Hello, I am new here to this forum, I need some help. I have written a python code to count word frequency from a file into a dictionary. However, for some reason it is counting every word more than it appears in the file:
For example, word “creating”:4, but ts frequency in the file is 3.Below is my code, I will appreciate if someone help me point out the possible error in my code.
def word_frequencies(filename="src/alice.txt"):
d = {}
with open(filename, 'r') as f:
for line in f:
line = line.lower()
line = line.split()
stripped = [x.strip('''!"#$%&'()*,-./:;?@[]_''') for x in line]
for word in stripped:
try:
d[word] += 1
except KeyError:
d[word] = 1
return d
it works for me. Could you post the contents of the word file?

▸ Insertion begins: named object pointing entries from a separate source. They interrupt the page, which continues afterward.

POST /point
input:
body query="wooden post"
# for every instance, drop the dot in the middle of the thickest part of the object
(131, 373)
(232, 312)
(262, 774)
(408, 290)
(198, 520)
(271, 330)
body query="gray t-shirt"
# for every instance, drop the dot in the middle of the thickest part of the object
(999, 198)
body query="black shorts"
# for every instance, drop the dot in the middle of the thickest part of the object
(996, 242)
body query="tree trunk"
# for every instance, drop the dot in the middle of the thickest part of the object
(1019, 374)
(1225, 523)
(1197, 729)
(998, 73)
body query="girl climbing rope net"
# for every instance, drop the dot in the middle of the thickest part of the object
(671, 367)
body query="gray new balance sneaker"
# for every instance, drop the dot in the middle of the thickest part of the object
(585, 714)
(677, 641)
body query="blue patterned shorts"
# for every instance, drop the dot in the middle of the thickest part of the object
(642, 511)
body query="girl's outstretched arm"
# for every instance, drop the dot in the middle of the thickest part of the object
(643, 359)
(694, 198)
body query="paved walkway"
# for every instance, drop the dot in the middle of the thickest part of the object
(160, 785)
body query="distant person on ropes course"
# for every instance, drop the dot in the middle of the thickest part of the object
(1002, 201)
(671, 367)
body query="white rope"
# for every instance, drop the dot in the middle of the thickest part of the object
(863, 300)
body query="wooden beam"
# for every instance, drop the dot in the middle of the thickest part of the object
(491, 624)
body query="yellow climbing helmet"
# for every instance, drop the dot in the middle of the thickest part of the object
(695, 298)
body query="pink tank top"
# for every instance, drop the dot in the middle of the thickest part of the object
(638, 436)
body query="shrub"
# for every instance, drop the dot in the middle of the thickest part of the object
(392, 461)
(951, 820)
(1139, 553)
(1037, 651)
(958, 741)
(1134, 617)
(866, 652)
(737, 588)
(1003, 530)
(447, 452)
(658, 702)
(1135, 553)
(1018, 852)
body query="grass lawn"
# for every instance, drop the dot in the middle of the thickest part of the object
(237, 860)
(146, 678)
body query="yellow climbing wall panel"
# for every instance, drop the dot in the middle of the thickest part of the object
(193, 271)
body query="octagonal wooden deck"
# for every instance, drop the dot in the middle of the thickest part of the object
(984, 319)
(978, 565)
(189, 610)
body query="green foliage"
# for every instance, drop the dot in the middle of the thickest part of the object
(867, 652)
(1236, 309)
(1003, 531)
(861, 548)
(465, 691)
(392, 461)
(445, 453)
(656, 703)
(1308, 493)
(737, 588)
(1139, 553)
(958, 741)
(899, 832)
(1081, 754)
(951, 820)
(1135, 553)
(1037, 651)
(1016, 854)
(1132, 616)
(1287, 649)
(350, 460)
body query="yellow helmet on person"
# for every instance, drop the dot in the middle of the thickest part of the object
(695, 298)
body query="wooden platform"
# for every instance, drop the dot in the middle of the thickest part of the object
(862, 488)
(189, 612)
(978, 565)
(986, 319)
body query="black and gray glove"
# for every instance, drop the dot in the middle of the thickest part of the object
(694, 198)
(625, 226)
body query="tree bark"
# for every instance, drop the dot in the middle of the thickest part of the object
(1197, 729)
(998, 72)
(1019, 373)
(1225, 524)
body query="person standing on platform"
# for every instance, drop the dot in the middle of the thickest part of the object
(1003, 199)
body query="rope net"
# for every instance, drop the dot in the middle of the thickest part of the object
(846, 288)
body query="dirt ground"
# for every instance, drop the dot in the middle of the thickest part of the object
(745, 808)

The Project Gutenberg EBook of Alice in Wonderland, by Lewis Carroll
This eBook is for the use of anyone anywhere at no cost and with
almost no restrictions whatsoever. You may copy it, give it away or
re-use it under the terms of the Project Gutenberg License included
with this eBook or online at www.gutenberg.org
Title: Alice in Wonderland
Author: Lewis Carroll
Illustrator: Gordon Robinson
Release Date: August 12, 2006 [EBook #19033]
Language: English
Character set encoding: ASCII
*** START OF THIS PROJECT GUTENBERG EBOOK ALICE IN WONDERLAND ***
Produced by Jason Isbell, Irma Spehar, and the Online
Distributed Proofreading Team at http://www.pgdp.net
[Illustration: Alice in the Room of the Duchess.]
_THE "STORYLAND" SERIES_
ALICE'S ADVENTURES IN WONDERLAND
SAM'L GABRIEL SONS & COMPANY
NEW YORK
Copyright, 1916,
by SAM'L GABRIEL SONS & COMPANY
NEW YORK
ALICE'S ADVENTURES IN WONDERLAND
[Illustration]
I--DOWN THE RABBIT-HOLE
This is a part of the file’s content.
“creating” is indeed present 4 times in the txt file. Notice that the first occurence has upper-case initial: “Creating”. Maybe you are checking by manually searching, but you are using a case-sensitive search?
Got it. Thanks for pointing out this minor confusion. It works great now!